Negative values that indicate order cancellations will be left in the dataset and offset with other values. However, in this dataset, it's difficult to differentiate between order adjustment, order cancellation, and returns. Thus, I make one more assumption: <br/>
**A4: When customers want to adjust order quantity, system will record an order with all same information (date, order number) as the old order, but with order quantity of opposite sign (negative value), and then create another order (with the same order number) with updated order quantity and updated date (if any)**. <br/>
With this assumption, an observation with negative order quantity is order cancellation if there is another order for that product with the same date and same order quantity with positive value. Otherwise, the negative values are returns.

The dataset is then processed to remove all returns observations.

In [7]:
### Steps to remove returns:
# This concerns Date values, thus observations with missing valuse in Date column need to be removed first.
# Observations with missing values are extracted into a new table. Investigation into missing values will be 
# performed later.
data_null = data.loc[data['Date'].isnull() == True,]
data = data.dropna(how='any',axis=0)
[sum(data[i].isnull()) for i in data.columns]

# Create a column with absolute values of order_demand column
data['Abs_Demand'] = abs(data['Order_Demand'])

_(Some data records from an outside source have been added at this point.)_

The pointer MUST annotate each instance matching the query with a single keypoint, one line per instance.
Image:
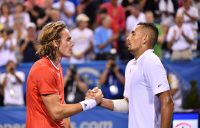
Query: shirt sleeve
(126, 88)
(47, 82)
(156, 77)
(170, 34)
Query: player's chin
(67, 55)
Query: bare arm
(119, 76)
(104, 75)
(108, 103)
(23, 46)
(190, 41)
(57, 110)
(67, 123)
(166, 109)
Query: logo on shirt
(159, 85)
(183, 125)
(85, 105)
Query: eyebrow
(132, 32)
(69, 38)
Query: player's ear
(145, 39)
(55, 43)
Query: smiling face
(134, 39)
(65, 46)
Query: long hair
(49, 34)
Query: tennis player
(146, 96)
(45, 87)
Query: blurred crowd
(98, 27)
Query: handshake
(92, 99)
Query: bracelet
(88, 104)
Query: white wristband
(121, 105)
(88, 104)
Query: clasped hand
(95, 94)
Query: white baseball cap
(82, 17)
(31, 25)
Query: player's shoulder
(151, 58)
(130, 62)
(41, 65)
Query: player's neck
(57, 61)
(138, 53)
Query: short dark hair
(50, 32)
(152, 31)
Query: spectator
(55, 15)
(175, 91)
(150, 5)
(161, 35)
(135, 17)
(82, 37)
(44, 20)
(103, 38)
(192, 100)
(28, 45)
(117, 14)
(35, 11)
(90, 8)
(190, 14)
(19, 30)
(167, 9)
(67, 10)
(5, 17)
(190, 17)
(112, 80)
(75, 88)
(12, 82)
(127, 5)
(20, 14)
(19, 34)
(1, 93)
(180, 39)
(7, 47)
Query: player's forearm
(166, 114)
(107, 103)
(66, 110)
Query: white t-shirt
(13, 92)
(180, 42)
(132, 21)
(82, 39)
(193, 12)
(144, 78)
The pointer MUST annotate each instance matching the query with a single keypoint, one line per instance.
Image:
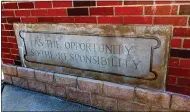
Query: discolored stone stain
(146, 31)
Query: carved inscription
(128, 56)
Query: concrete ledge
(101, 94)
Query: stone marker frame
(155, 79)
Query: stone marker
(129, 54)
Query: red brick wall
(173, 13)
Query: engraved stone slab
(128, 53)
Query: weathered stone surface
(26, 73)
(110, 104)
(180, 102)
(131, 106)
(129, 61)
(65, 80)
(60, 91)
(50, 89)
(90, 85)
(20, 82)
(9, 69)
(78, 95)
(153, 98)
(118, 91)
(7, 79)
(37, 86)
(43, 76)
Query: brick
(10, 56)
(126, 106)
(138, 2)
(110, 20)
(155, 98)
(57, 12)
(77, 11)
(182, 32)
(161, 10)
(137, 10)
(110, 104)
(41, 12)
(176, 21)
(85, 20)
(9, 69)
(179, 72)
(14, 51)
(118, 91)
(185, 63)
(46, 19)
(173, 62)
(65, 80)
(8, 26)
(29, 20)
(8, 61)
(10, 5)
(83, 3)
(186, 43)
(26, 5)
(180, 102)
(64, 19)
(62, 3)
(90, 85)
(42, 76)
(43, 4)
(184, 82)
(101, 11)
(20, 82)
(25, 73)
(176, 43)
(184, 10)
(50, 89)
(13, 20)
(73, 94)
(37, 86)
(180, 53)
(177, 89)
(7, 78)
(171, 80)
(22, 13)
(7, 13)
(138, 20)
(108, 3)
(60, 91)
(12, 40)
(5, 50)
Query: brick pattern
(175, 13)
(101, 94)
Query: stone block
(60, 91)
(90, 85)
(78, 96)
(118, 91)
(26, 73)
(65, 80)
(9, 69)
(37, 86)
(20, 82)
(153, 98)
(43, 76)
(50, 89)
(180, 102)
(131, 106)
(7, 79)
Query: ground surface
(17, 99)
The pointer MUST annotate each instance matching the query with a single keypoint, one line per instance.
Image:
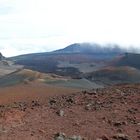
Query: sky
(28, 26)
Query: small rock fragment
(120, 136)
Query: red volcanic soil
(31, 91)
(112, 113)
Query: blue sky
(43, 25)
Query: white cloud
(42, 25)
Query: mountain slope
(91, 48)
(129, 59)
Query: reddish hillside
(103, 114)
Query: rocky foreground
(112, 113)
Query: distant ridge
(91, 48)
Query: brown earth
(112, 113)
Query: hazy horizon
(30, 26)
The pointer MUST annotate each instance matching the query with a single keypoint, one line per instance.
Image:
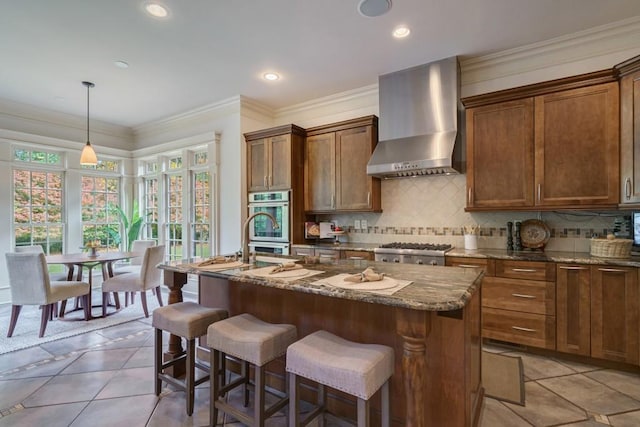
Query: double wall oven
(263, 237)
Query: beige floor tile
(126, 411)
(495, 414)
(623, 382)
(13, 392)
(70, 388)
(50, 416)
(100, 360)
(537, 367)
(544, 408)
(590, 395)
(129, 382)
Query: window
(99, 220)
(174, 216)
(37, 205)
(150, 208)
(200, 224)
(37, 156)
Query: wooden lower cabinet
(573, 315)
(614, 313)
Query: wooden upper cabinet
(577, 147)
(500, 155)
(273, 155)
(545, 146)
(630, 131)
(320, 172)
(335, 162)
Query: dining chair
(38, 250)
(30, 284)
(149, 277)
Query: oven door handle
(268, 205)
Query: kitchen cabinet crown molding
(542, 88)
(275, 131)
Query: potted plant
(131, 225)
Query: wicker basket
(616, 248)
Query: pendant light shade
(88, 156)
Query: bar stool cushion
(357, 369)
(251, 339)
(186, 319)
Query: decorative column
(414, 326)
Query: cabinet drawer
(488, 265)
(529, 270)
(536, 330)
(327, 254)
(519, 295)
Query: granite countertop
(549, 256)
(432, 288)
(349, 246)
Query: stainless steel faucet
(245, 231)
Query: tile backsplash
(431, 209)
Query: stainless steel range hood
(420, 111)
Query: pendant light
(88, 156)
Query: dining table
(86, 260)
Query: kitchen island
(433, 324)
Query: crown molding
(584, 45)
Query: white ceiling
(211, 50)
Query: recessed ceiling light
(401, 32)
(157, 10)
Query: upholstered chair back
(140, 246)
(28, 278)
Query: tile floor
(105, 378)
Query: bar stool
(187, 320)
(255, 342)
(357, 369)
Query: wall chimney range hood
(420, 111)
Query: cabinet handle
(520, 328)
(612, 270)
(524, 296)
(524, 270)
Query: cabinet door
(577, 147)
(353, 186)
(257, 165)
(614, 313)
(630, 137)
(573, 297)
(320, 173)
(500, 155)
(280, 162)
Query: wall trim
(595, 42)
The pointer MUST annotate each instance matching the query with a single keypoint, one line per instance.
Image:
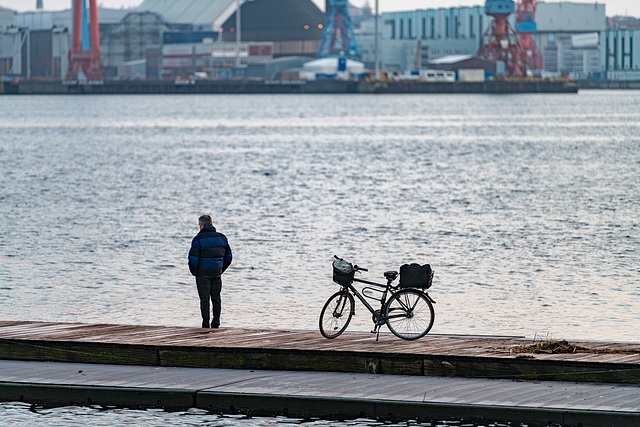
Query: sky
(613, 7)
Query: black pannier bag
(343, 271)
(416, 276)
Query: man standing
(209, 257)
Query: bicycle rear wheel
(409, 314)
(336, 314)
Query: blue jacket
(210, 254)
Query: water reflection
(526, 206)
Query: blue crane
(338, 37)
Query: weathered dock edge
(305, 406)
(319, 360)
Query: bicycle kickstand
(376, 330)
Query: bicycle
(408, 313)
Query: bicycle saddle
(391, 275)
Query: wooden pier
(302, 374)
(433, 355)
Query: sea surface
(526, 206)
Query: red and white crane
(525, 27)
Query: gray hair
(205, 220)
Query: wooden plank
(227, 347)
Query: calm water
(16, 413)
(526, 206)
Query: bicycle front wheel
(409, 314)
(336, 314)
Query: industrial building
(170, 38)
(573, 39)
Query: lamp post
(238, 32)
(377, 29)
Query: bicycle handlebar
(354, 266)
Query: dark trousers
(209, 289)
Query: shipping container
(471, 75)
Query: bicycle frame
(378, 316)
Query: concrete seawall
(300, 373)
(119, 87)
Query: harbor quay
(190, 86)
(300, 373)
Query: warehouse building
(565, 36)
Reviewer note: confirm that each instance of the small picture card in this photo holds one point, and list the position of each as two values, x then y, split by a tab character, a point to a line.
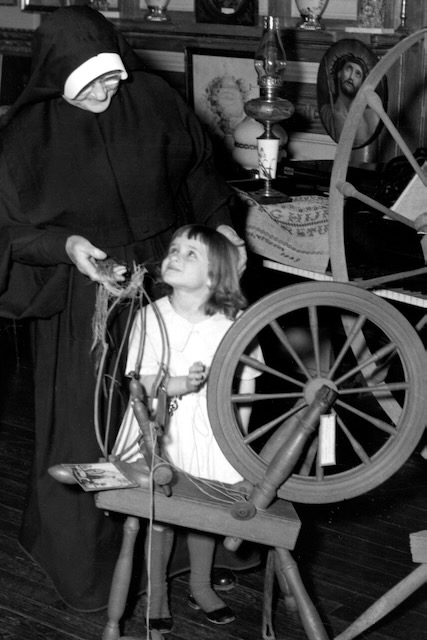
100	476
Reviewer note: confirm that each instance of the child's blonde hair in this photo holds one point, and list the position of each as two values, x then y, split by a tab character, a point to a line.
226	295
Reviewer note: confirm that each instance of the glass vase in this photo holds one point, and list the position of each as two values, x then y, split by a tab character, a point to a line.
311	11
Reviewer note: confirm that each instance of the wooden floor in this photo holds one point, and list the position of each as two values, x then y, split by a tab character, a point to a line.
349	553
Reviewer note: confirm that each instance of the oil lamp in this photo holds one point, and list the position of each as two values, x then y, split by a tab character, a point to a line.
270	107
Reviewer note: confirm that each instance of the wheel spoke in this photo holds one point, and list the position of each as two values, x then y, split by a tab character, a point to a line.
356	446
281	335
314	329
239	398
376	422
384	351
351	337
261	431
381	389
261	366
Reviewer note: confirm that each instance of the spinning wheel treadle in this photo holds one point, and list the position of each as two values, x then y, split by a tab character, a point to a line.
314	335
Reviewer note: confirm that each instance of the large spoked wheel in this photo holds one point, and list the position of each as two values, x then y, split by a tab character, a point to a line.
339	187
314	335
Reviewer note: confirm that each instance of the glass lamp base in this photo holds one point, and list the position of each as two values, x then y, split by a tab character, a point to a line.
269	196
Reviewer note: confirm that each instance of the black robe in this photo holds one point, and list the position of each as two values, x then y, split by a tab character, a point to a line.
124	179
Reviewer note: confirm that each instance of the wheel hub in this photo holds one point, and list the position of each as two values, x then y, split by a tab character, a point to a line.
313	387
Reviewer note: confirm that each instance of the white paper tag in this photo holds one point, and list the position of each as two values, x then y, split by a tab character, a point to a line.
327	438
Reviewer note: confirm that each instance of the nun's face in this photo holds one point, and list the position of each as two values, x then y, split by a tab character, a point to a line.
97	95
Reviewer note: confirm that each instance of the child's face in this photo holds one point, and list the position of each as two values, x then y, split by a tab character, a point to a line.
186	265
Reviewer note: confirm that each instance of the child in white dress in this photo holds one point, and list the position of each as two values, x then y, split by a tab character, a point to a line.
201	271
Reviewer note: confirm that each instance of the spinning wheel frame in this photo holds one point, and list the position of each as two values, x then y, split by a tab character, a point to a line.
345	300
344	149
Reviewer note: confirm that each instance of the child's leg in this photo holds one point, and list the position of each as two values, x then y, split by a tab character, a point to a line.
201	549
157	566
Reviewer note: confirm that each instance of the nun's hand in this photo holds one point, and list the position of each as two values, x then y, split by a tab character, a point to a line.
85	256
229	233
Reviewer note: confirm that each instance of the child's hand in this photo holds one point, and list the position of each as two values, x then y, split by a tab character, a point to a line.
197	376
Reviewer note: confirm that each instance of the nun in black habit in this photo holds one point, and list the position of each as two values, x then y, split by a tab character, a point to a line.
99	158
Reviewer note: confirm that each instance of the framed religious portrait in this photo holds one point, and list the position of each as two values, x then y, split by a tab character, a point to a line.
342	71
243	12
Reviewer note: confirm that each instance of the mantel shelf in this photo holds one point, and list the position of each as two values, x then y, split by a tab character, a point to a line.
183	30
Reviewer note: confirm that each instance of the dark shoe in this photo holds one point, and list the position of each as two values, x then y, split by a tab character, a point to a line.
224	615
163	625
223	580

# Remove all rows that have the same products, dates, and absolute values of demand
data_nodup = data.drop_duplicates(subset = ['Product_Code','Date','Abs_Demand'], keep = False)

In [8]:
# Extract all removed duplicates rows to a new dataframe and aggregate by product and date 
# By aggregation, cancelled orders and the corresponding orders will be offset and totalled 0. 
# In cases where the sums are lower than 0, these observations are actually returns and will be removed.
# (For example, two returns are on the same day -> same absolute values -> extracted this dataset of duplicates.)
duplicates = data.iloc[~data.index.isin(data_nodup.index)]
duplicates = pd.pivot_table(duplicates, values='Order_Demand',index=['Product_Code','Date'],aggfunc=np.sum
                           ).reset_index()
duplicates = duplicates.loc[duplicates['Order_Demand']>0]

In [9]:
# Remove all rows of duplicates in the original dataset, and drop Abs_Demand column
# Remove all negative values
data = data.drop_duplicates(subset = ['Product_Code','Date','Abs_Demand'], keep = False)
data = data.drop('Abs_Demand',axis=1)
data = data.loc[data['Order_Demand']>0]

# Add duplicates table back to data
data = pd.concat([data,duplicates], ignore_index = True)

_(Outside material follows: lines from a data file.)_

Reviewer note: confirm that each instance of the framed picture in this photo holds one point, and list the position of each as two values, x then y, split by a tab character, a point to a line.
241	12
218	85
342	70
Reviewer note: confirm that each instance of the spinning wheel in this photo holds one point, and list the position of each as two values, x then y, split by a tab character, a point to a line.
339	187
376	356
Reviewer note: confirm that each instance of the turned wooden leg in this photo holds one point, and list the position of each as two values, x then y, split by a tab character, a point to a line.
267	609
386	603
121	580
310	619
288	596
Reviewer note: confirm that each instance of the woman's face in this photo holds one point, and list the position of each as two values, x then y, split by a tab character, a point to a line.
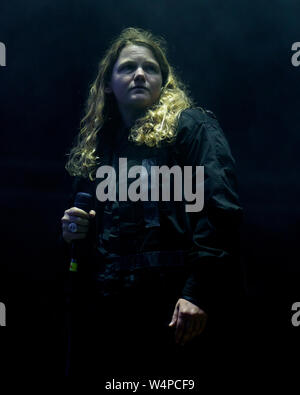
136	79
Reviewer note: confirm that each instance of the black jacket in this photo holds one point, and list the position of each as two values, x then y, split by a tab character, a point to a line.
157	244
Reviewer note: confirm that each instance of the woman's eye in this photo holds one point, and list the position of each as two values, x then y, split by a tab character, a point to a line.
151	69
126	67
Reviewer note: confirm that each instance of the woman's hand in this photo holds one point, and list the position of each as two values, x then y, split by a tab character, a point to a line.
189	321
81	219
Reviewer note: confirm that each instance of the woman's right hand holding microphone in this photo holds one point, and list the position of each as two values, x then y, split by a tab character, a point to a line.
81	219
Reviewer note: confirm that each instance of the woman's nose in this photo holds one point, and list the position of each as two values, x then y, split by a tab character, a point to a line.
139	74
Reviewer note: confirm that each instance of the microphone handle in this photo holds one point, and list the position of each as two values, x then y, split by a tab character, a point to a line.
84	202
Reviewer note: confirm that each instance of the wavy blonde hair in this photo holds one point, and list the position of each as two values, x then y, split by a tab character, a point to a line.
159	122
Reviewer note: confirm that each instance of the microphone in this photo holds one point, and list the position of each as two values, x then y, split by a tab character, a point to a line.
83	201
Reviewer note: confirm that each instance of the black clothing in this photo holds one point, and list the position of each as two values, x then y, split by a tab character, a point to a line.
137	251
137	240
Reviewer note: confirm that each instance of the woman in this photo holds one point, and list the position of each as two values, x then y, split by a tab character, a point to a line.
148	256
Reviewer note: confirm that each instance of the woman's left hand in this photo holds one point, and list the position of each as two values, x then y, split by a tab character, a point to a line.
189	321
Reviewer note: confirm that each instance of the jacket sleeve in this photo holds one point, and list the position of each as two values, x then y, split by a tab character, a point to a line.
213	257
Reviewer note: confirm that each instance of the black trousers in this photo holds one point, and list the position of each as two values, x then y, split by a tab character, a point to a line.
129	336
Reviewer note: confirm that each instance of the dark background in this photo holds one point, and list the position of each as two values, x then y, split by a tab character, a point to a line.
235	56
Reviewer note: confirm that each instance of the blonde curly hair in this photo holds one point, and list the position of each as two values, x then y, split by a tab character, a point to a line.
159	122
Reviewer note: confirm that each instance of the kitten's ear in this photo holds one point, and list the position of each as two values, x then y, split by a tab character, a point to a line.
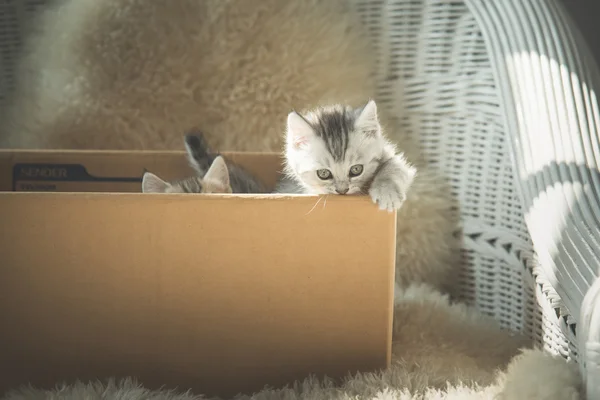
299	131
153	184
197	152
218	171
368	121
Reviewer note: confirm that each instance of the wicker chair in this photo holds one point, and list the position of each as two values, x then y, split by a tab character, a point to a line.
501	96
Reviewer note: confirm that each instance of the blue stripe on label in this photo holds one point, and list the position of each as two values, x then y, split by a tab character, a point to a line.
60	173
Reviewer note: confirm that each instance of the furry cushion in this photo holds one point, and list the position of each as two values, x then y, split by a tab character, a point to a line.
440	351
137	74
533	375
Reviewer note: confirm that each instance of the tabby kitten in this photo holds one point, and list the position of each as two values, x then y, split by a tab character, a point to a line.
200	157
340	150
216	180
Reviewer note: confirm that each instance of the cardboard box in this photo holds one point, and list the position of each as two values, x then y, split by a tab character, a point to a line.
217	293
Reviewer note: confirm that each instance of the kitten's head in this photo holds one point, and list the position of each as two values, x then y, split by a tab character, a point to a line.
335	149
216	180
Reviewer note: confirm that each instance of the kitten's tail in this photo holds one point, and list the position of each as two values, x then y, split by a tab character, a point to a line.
198	153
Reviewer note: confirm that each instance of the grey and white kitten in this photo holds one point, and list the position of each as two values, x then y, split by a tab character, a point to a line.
201	157
341	150
216	180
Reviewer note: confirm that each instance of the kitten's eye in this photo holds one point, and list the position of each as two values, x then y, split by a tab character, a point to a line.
356	170
324	174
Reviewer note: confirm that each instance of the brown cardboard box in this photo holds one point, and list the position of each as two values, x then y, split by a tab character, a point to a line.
218	293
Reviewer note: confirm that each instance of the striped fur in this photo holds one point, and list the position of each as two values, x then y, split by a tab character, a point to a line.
336	139
200	157
216	180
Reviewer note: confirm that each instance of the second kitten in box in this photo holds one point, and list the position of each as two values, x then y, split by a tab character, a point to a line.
200	157
216	180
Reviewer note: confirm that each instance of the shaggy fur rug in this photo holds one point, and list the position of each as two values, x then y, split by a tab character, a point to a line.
533	375
441	350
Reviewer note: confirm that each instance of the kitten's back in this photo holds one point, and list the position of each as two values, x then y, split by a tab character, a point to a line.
200	157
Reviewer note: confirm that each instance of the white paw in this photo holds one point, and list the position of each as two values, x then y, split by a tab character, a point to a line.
388	194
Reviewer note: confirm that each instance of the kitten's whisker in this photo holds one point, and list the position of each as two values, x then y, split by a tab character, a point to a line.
316	204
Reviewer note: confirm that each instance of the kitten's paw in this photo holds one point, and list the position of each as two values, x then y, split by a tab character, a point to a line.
391	184
387	194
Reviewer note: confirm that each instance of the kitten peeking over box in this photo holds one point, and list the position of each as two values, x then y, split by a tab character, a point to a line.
330	150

# Check to see if any negative values remain
data.loc[data['Order_Demand'] <0] # no rows

Unnamed: 0,Product_Code,Date,Order_Demand


##### Missing Values

In [10]:
# The number of products have null values
print("The number of products with null is",len(data_null['Product_Code'].value_counts().index))

The number of products with null is 82


With all the assumptions above, it is impossible to further analysis observations that have missing dates. 
There is no other option but to omit those observations.
The current dataset at this step already have all null values omitted.

##### Aggregate data by month
Forecasting is performed at monthly horizons, thus the dataset should first be aggregated by month. Date is extracted with Month & Year only.

In [11]:
data['Date'] = data['Date'].dt.to_period('M')
data = data.rename(columns = {"Date": 'Period'})
data = data.groupby(['Product_Code','Period'])['Order_Demand'].sum().reset_index().sort_values('Period'
            ).reset_index().drop('index',axis=1)
data.head()

Unnamed: 0,Product_Code,Period,Order_Demand
0,Product_0965,2011-01,2
1,Product_1724,2011-05,108
2,Product_1521,2011-06,92000
3,Product_1507,2011-09,1250
4,Product_0608,2011-09,5


In [12]:
# Check to see if periods in dataset is continuous
# Create a duration with continuous periods
full_period = pd.date_range('2011-01-01','2016-12-31', freq='MS').to_period('M')
full_period = set(full_period)
data_period = set(data['Period'])
full_period.difference(data_period)
# The missing periods are 5 months in 2011, including Feb, Mar, Apr, Jul, and Aug.
# There are various possible reasons for the missing periods: No demands are in these months, warehouses to be
# closed in these months for some reason, missing data in these periods, etc.
# To ensure that the training data will not be misleading, all data before Sep 2011 will be removed.
data = data.loc[data['Period'] > '2011-08']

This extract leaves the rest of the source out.